Tough Acts

After a spring that included co-hosting Ontario Arts Council’s Fuel for Fire, launching my book in Toronto and Montreal, and attending over a dozen festivals and events, I no longer recognize my life.  I don’t know if this is a normal or abnormal number of invitations for a debut poet. I don’t know if this is normal for a poet with a major press. I don’t know if this is normal for someone whose first book appeared after the age of 35. All I know is the warmth and interest that Admission Requirements has received has me dazed with gratitude. 

I know what my life is supposed to look like: head-rolling commutes to teaching or tutoring across the splayed-out city and hours milled under lamplight with line-edits. Equal measures of discipline and obscurity, with teaspoons of socializing and success. I find routine sustaining, because of how long it’s taken me to be independent and to write on my own terms. Though my small taste of being in the spotlight, AirBnb stays and book signings has been modest compared to that of more established authors, I found myself quickly drained by the logistics of book promotion, socializing, travel and the anxiety of reading poems about personal family matters to a curious, expectant audience. “Why didn’t you warn me it was so exhausting!” I cried half-accusingly, half-seriously to my writer-friends. There was no way they could have– every writer is treated differently by the book promotion machinery, and every writer views doing events differently. Some thrive on public performers, others wilt without constant snacks intervals of solitude. 

Early on I realized I couldn’t let myself, my editor or my publisher down– they had invested in me, so to speak, and I owed it to them and to myself to become a strong performer of my work. I couldn’t read the way I had before my book was published, lightly, without a sense of lastingness or consequences. I had to deliver. I had to reach into the emotional heart of a poem. Which meant that even after a 10 or 15 minute reading, I could be shaking, close to tears. It was especially strange to be explaining Chinese ancestor worship, or the Hong Kong democracy protests, or telling the story of my parents’ immigration to Canada. I don’t know if this added to my underlying paranoia, but no matter what, insomnia struck in the night before a reading, the anxiety doubled if I needed to catch a flight or train. I’d have trouble sleeping the night after too because conversations swirled in my brain hours afterwards. The lack of sleep led to headaches and difficulty eating. As the weeks progressed, I became even more anxious, knowing how little rest I’d get before and after the event. I Skyped a close friend who had worked hard to promote his book widely. I asked him how long it took him to recover from his slew of cross-country festivals and events: “I’m still recovering,” he said ruefully.

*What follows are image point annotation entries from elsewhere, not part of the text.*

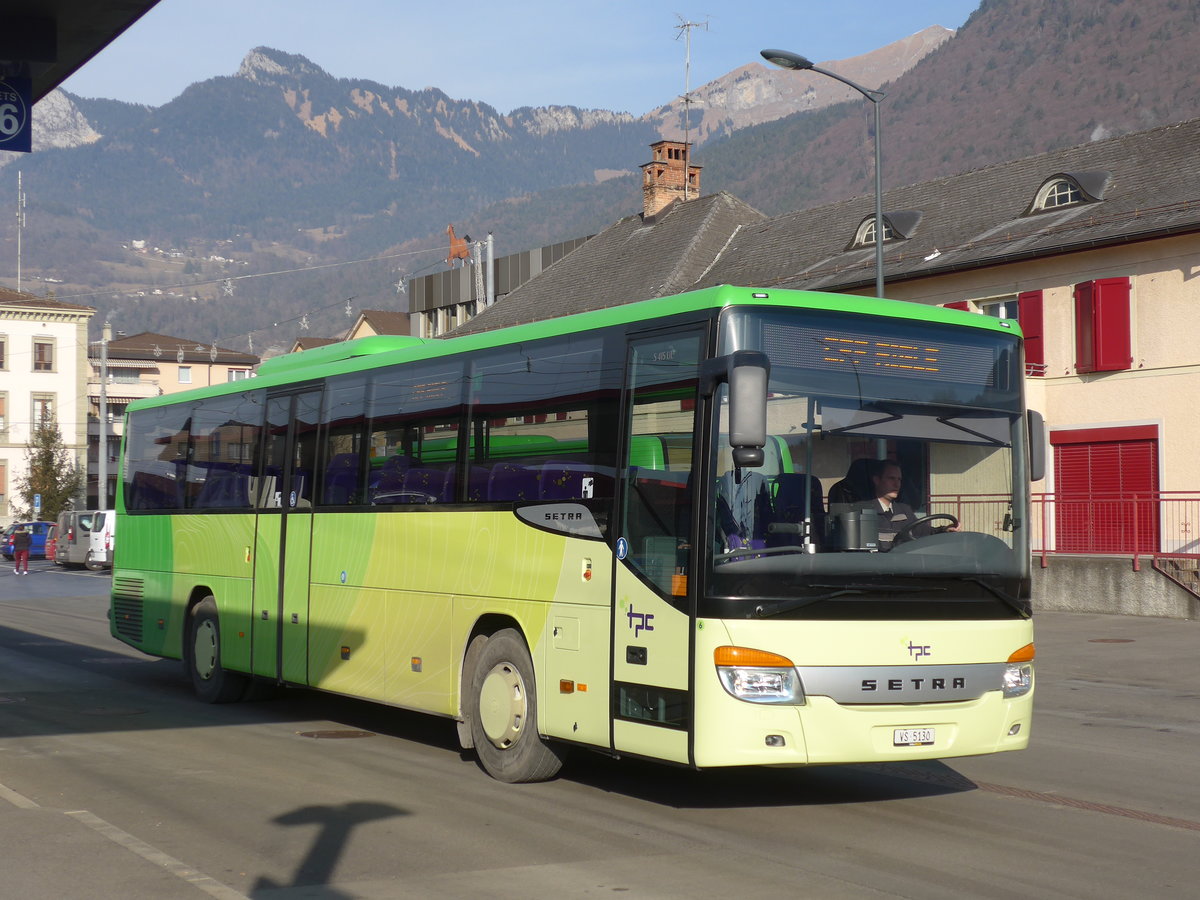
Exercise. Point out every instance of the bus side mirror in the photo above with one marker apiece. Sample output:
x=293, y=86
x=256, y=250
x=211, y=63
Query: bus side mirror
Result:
x=1037, y=429
x=745, y=372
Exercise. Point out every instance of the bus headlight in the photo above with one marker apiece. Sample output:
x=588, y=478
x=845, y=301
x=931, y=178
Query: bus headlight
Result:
x=757, y=676
x=1019, y=672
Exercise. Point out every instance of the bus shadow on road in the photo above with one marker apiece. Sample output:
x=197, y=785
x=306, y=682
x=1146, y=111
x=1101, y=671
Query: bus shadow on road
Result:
x=335, y=826
x=748, y=787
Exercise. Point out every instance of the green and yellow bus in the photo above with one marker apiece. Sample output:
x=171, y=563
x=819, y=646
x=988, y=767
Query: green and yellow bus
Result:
x=642, y=531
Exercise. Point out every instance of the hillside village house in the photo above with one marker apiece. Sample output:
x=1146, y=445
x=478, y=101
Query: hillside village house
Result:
x=43, y=352
x=148, y=365
x=1093, y=250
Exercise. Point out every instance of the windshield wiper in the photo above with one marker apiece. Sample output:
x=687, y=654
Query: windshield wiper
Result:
x=766, y=610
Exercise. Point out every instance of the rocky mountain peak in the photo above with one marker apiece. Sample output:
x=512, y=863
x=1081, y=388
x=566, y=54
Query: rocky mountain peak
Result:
x=264, y=65
x=58, y=123
x=755, y=94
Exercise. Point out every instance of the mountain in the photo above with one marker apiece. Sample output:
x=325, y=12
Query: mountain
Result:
x=282, y=168
x=754, y=94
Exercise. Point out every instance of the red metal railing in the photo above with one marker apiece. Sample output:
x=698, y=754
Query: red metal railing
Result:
x=1137, y=525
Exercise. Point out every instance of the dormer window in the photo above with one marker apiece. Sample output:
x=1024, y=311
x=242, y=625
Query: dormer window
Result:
x=865, y=234
x=1057, y=193
x=1069, y=189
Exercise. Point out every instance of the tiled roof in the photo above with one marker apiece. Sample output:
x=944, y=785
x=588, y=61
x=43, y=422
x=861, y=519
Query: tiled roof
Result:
x=1150, y=184
x=631, y=259
x=19, y=299
x=151, y=346
x=385, y=322
x=979, y=219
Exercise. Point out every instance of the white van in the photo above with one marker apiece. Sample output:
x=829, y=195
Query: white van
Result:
x=101, y=540
x=85, y=538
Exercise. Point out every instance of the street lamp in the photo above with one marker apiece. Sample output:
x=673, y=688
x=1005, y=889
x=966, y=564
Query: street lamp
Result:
x=785, y=59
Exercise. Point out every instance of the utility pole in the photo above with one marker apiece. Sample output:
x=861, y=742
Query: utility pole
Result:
x=102, y=456
x=684, y=29
x=491, y=269
x=21, y=225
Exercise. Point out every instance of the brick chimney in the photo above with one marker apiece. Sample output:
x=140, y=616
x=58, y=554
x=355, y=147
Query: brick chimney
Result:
x=664, y=178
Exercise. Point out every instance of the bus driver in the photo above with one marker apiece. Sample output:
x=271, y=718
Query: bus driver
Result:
x=894, y=515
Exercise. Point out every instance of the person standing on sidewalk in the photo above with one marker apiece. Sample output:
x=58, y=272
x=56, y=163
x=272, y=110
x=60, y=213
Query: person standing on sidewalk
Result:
x=21, y=544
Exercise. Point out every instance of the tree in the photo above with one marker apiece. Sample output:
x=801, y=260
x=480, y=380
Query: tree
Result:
x=52, y=473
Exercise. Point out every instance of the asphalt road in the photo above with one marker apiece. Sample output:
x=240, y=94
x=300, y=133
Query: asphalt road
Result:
x=114, y=783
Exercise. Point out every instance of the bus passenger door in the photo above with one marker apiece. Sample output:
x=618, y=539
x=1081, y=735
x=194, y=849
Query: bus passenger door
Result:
x=283, y=544
x=652, y=622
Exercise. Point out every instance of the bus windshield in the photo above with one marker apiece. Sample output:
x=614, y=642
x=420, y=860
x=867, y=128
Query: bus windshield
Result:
x=889, y=474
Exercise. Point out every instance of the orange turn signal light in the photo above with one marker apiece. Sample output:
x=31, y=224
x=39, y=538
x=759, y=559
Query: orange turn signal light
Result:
x=747, y=657
x=1025, y=654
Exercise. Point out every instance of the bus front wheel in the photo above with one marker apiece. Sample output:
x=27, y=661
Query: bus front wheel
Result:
x=504, y=715
x=210, y=681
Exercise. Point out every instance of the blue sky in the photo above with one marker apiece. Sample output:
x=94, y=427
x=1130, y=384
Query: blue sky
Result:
x=622, y=54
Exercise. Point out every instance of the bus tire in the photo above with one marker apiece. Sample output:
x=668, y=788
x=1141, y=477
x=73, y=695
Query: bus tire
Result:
x=504, y=713
x=210, y=681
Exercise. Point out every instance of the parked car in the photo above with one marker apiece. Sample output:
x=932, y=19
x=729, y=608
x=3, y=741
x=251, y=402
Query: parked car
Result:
x=85, y=538
x=37, y=532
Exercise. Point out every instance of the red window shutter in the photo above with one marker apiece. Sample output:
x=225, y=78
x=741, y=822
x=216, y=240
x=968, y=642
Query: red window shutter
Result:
x=1029, y=315
x=1110, y=300
x=1102, y=325
x=1085, y=329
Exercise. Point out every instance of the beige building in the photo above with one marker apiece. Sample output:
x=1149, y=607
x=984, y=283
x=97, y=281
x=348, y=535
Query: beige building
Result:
x=147, y=365
x=43, y=364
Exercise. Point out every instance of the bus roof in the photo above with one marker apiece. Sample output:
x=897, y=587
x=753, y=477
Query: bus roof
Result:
x=387, y=349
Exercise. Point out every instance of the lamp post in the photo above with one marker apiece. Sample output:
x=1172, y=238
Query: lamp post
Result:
x=102, y=457
x=785, y=59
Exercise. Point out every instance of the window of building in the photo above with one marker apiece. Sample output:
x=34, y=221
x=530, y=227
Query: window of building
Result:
x=41, y=409
x=1006, y=307
x=1103, y=340
x=865, y=234
x=43, y=354
x=1108, y=483
x=1026, y=310
x=1056, y=193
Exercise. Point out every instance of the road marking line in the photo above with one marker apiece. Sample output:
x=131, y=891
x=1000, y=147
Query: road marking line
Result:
x=180, y=870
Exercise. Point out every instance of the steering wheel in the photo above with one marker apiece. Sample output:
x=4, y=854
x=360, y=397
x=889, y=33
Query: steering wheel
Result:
x=905, y=534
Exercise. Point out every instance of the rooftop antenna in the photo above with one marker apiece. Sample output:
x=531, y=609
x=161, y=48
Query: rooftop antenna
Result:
x=684, y=29
x=21, y=225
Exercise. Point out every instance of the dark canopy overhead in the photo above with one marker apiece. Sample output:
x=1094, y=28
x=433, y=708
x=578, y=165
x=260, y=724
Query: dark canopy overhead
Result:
x=48, y=40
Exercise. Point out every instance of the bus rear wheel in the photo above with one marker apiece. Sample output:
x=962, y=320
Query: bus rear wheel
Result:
x=210, y=681
x=504, y=714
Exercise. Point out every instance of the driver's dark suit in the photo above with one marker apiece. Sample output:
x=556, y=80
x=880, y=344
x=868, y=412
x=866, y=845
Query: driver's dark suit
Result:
x=892, y=521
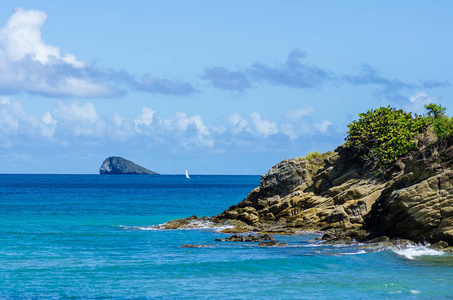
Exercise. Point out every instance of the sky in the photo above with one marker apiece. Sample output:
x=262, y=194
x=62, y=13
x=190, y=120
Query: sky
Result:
x=215, y=87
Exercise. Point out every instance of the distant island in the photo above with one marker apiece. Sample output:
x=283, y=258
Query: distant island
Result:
x=118, y=166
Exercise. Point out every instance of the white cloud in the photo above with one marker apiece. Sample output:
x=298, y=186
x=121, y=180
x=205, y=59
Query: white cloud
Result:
x=21, y=36
x=145, y=119
x=29, y=64
x=236, y=123
x=71, y=124
x=418, y=101
x=323, y=126
x=261, y=126
x=298, y=113
x=78, y=120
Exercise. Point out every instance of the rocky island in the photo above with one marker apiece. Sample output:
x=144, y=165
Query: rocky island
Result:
x=384, y=183
x=118, y=165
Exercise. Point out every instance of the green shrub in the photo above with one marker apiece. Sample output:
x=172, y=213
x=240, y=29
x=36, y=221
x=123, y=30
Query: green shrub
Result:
x=315, y=157
x=383, y=135
x=441, y=124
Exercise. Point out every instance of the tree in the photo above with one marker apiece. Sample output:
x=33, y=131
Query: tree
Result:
x=383, y=135
x=435, y=111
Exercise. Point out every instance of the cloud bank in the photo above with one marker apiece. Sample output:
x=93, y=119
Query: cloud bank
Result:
x=67, y=124
x=30, y=65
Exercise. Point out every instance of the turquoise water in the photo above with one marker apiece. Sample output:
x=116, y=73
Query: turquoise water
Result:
x=92, y=236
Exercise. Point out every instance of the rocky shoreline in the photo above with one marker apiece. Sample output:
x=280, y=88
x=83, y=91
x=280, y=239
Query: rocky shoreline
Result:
x=336, y=195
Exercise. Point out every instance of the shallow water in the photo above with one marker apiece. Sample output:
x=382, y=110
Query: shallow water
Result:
x=92, y=236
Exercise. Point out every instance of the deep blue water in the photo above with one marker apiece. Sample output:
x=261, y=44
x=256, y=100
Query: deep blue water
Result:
x=92, y=237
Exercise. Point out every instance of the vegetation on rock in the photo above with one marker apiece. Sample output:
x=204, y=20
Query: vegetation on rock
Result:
x=383, y=135
x=440, y=124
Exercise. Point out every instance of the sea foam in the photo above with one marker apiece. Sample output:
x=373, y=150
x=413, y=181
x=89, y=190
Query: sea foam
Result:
x=411, y=252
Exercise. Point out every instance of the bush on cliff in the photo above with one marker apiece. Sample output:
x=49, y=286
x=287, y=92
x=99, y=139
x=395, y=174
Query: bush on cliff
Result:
x=383, y=135
x=440, y=124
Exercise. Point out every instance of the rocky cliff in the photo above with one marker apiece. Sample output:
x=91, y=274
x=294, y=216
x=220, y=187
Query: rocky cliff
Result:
x=118, y=165
x=338, y=195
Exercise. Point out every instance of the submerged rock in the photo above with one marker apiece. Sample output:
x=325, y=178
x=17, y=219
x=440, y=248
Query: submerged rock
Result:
x=248, y=238
x=339, y=196
x=118, y=165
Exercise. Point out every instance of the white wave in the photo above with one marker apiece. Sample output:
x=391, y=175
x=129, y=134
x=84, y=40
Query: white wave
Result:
x=125, y=227
x=411, y=252
x=355, y=253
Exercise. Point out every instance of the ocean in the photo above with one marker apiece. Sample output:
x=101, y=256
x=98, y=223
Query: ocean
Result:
x=94, y=237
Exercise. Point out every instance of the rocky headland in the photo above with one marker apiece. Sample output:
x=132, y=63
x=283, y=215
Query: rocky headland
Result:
x=338, y=195
x=118, y=165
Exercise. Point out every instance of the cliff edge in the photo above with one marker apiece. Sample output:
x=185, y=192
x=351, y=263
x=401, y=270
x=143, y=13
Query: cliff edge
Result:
x=118, y=165
x=338, y=195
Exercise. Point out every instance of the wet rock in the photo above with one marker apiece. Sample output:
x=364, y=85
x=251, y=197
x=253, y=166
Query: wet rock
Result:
x=192, y=246
x=272, y=244
x=248, y=238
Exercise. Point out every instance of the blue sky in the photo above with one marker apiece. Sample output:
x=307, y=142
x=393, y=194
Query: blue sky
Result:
x=216, y=87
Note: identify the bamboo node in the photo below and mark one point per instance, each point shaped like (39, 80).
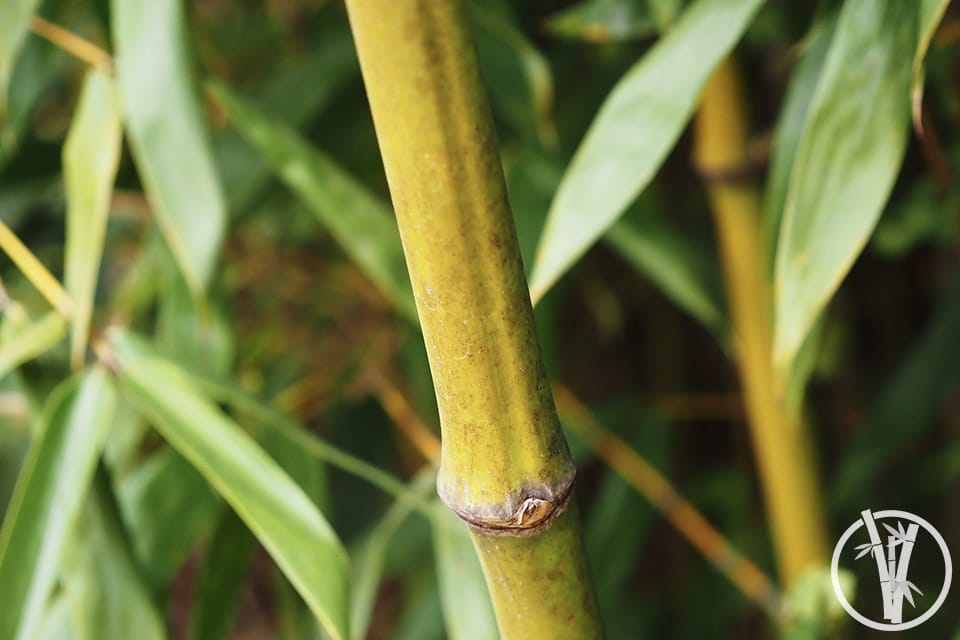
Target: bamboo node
(536, 510)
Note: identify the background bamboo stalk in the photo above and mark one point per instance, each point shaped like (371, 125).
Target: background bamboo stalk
(505, 467)
(784, 456)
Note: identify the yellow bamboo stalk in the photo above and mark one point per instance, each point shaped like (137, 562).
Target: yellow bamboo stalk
(678, 511)
(784, 455)
(505, 468)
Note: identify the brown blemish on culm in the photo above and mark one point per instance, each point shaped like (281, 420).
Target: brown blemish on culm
(530, 514)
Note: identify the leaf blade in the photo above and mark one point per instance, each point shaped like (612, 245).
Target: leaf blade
(49, 495)
(845, 164)
(167, 134)
(91, 157)
(615, 161)
(367, 232)
(15, 18)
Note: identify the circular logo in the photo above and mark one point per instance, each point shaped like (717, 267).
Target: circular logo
(892, 557)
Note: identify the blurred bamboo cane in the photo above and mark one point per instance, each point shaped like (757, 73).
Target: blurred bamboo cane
(788, 472)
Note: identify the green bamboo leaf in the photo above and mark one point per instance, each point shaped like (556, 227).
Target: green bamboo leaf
(167, 134)
(684, 274)
(790, 124)
(297, 435)
(931, 14)
(57, 622)
(604, 21)
(15, 18)
(275, 509)
(167, 506)
(517, 76)
(847, 159)
(28, 342)
(49, 494)
(295, 94)
(221, 579)
(467, 609)
(369, 555)
(35, 68)
(634, 130)
(91, 156)
(362, 224)
(665, 12)
(108, 596)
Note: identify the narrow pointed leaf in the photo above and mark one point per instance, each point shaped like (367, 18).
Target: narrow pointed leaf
(167, 506)
(221, 579)
(634, 131)
(370, 554)
(847, 160)
(790, 125)
(108, 595)
(685, 275)
(167, 133)
(15, 18)
(91, 156)
(604, 21)
(275, 509)
(361, 223)
(295, 95)
(517, 75)
(49, 494)
(32, 340)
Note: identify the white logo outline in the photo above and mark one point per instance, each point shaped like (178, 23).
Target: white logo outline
(883, 626)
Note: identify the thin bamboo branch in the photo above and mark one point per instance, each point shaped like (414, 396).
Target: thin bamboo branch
(784, 455)
(678, 511)
(38, 275)
(505, 468)
(73, 44)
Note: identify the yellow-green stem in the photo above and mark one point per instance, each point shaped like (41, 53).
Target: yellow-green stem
(505, 467)
(784, 456)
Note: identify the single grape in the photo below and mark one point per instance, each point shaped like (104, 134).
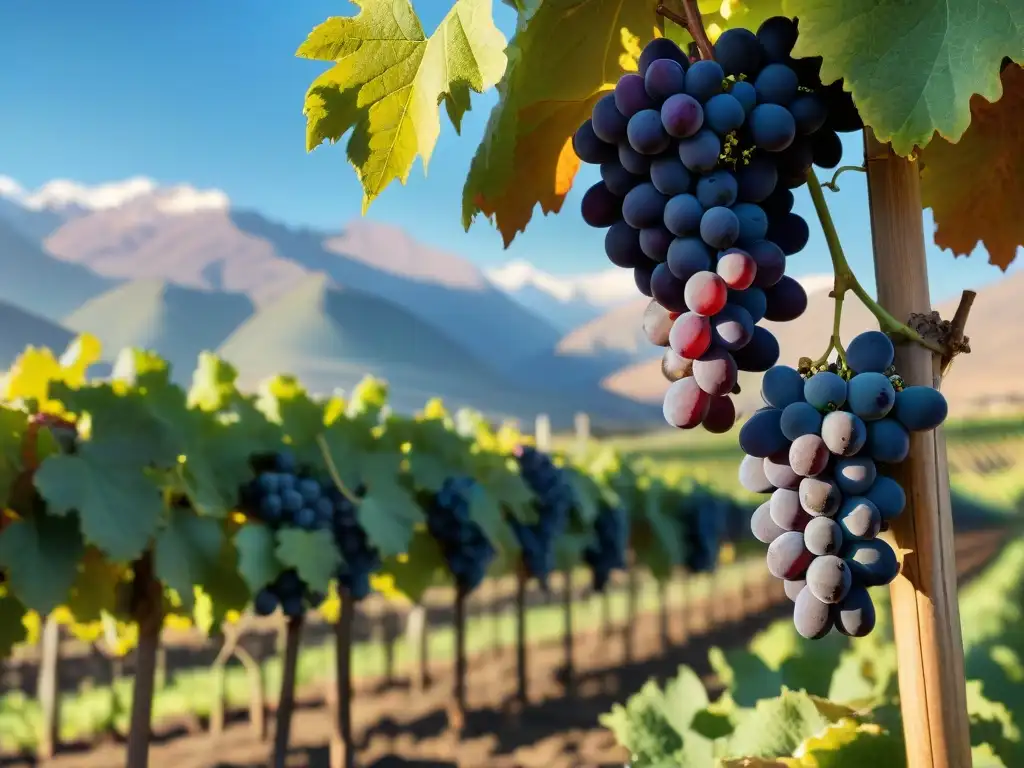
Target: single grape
(855, 616)
(873, 563)
(763, 527)
(670, 176)
(800, 419)
(819, 496)
(829, 579)
(646, 134)
(589, 147)
(859, 518)
(785, 510)
(721, 415)
(760, 353)
(737, 269)
(809, 456)
(732, 328)
(770, 261)
(855, 475)
(772, 127)
(888, 496)
(811, 617)
(660, 47)
(787, 557)
(643, 206)
(685, 403)
(687, 256)
(674, 367)
(870, 395)
(631, 95)
(700, 152)
(704, 80)
(617, 179)
(609, 124)
(790, 232)
(888, 441)
(622, 245)
(781, 386)
(761, 435)
(844, 433)
(599, 207)
(752, 475)
(784, 301)
(822, 536)
(682, 116)
(724, 114)
(751, 299)
(683, 214)
(690, 335)
(779, 473)
(716, 372)
(717, 188)
(757, 179)
(825, 390)
(921, 409)
(706, 293)
(668, 290)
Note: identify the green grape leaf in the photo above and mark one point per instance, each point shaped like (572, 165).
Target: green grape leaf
(186, 552)
(119, 507)
(971, 207)
(311, 553)
(258, 563)
(388, 514)
(41, 555)
(12, 631)
(560, 62)
(389, 79)
(777, 726)
(926, 59)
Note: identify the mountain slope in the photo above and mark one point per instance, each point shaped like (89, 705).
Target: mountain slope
(178, 323)
(33, 280)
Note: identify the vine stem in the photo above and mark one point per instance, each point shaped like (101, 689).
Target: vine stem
(690, 20)
(846, 281)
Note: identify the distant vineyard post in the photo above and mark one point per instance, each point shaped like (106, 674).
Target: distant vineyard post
(926, 615)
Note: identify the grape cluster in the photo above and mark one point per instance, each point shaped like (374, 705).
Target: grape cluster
(555, 501)
(608, 551)
(467, 550)
(817, 448)
(698, 161)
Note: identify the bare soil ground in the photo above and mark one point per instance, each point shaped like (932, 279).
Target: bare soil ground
(400, 727)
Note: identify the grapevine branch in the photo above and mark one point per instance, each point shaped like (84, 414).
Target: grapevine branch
(690, 20)
(846, 281)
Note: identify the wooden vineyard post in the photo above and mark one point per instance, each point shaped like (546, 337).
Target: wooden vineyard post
(926, 615)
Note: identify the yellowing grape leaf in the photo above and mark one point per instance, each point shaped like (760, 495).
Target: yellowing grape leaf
(560, 61)
(975, 186)
(912, 65)
(389, 79)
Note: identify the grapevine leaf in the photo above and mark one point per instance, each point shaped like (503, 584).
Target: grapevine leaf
(311, 553)
(41, 555)
(560, 61)
(389, 79)
(777, 726)
(119, 506)
(972, 207)
(258, 563)
(912, 65)
(186, 552)
(388, 513)
(12, 631)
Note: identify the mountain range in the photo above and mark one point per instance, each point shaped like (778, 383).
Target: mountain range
(181, 270)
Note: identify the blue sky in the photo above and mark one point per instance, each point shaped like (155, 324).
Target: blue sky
(208, 92)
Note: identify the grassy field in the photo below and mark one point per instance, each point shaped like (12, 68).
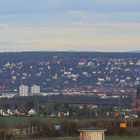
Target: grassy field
(24, 120)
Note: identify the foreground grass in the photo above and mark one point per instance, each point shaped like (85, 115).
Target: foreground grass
(107, 138)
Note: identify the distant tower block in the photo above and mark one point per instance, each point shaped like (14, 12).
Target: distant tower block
(35, 89)
(23, 90)
(138, 92)
(92, 134)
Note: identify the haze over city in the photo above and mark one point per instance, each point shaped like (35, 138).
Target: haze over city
(60, 25)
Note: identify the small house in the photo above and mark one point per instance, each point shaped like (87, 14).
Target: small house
(92, 133)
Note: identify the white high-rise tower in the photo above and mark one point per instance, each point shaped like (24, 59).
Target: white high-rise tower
(23, 90)
(35, 89)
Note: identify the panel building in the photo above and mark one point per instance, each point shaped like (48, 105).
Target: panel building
(35, 89)
(138, 92)
(23, 90)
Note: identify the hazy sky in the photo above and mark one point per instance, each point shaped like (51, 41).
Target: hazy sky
(61, 25)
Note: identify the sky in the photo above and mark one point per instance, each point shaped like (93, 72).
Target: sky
(70, 25)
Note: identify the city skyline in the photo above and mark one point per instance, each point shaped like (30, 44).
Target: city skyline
(61, 25)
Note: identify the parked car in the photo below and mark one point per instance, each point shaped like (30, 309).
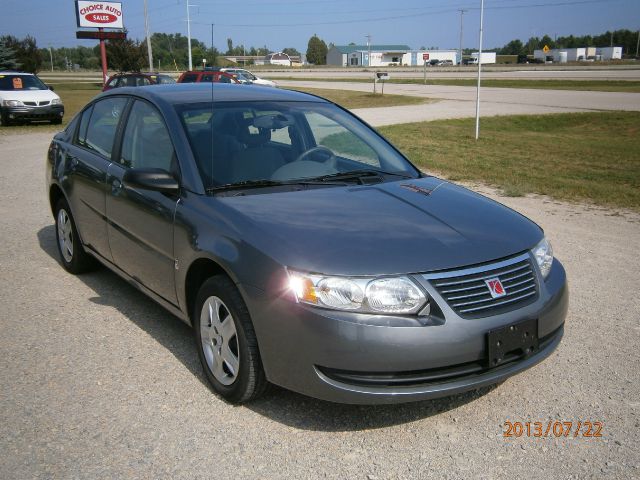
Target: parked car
(215, 76)
(25, 98)
(301, 246)
(249, 76)
(136, 80)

At the same time, I’ve been able to let go of some vestiges of fear and dread around the book, fears that it was not what I’d wanted to be, or that it was too muted and polite, or that my publisher and editors would be disappointed in me. Amidst the hectic weeks, they always managed to find me in the crowd to press their warm hands on me and to whisper their encouragement. Their pride in me and the warm reception of my work is slowly eradicating the three decades of believing that I was somehow not enough, not doing enough, not good enough, the way a flaming knife or pure alcohol gradually sears a crawling wound.

I was still puzzled at why I was often the only writer of colour on the bill. Even as I saw and heard assurances that I was invited for my work, of course I couldn’t help thinking I checked off an awful lot of boxes: female, of colour, with a big-name publisher, a U of T MA grad, with work that’s for the most part, accessible in its lyric mode. In my insistence that I had been asked for other reasons than the quality or impact of my poetry, I could give everyone the benefit of the doubt except myself. If I couldn’t push away this self-destructive negativity, I wouldn’t benefit from all the opportunities I was being given by those in the position to manifest change and who are determined to bring more diversity to local festivals, reading series, events and communities of readers, even if that spectre of diversity is still illusory or flawed. I’ve been buoyed up by the energy, activity, and dedication I’ve seen in those communities I’ve been lucky enough to visit, while there’s still work to be done. At the very least, I can do my job, which is to be present, thankful, and a tough act to follow.

 

1 Comment

  1. “Why didn’t you warn me that it was so exhausting?” I loved your honesty with this post. I suspect you are not alone in your thoughts. Promoting a book is often more work than finalizing a manuscript. And if you crave quiet time (like I do) to recharge your batteries, all the public demands with selling a book can definitely pull the energy from you. Would love to hear how others manage this balancing act between writing in solitude and being on one’s best behaviour during public obligations.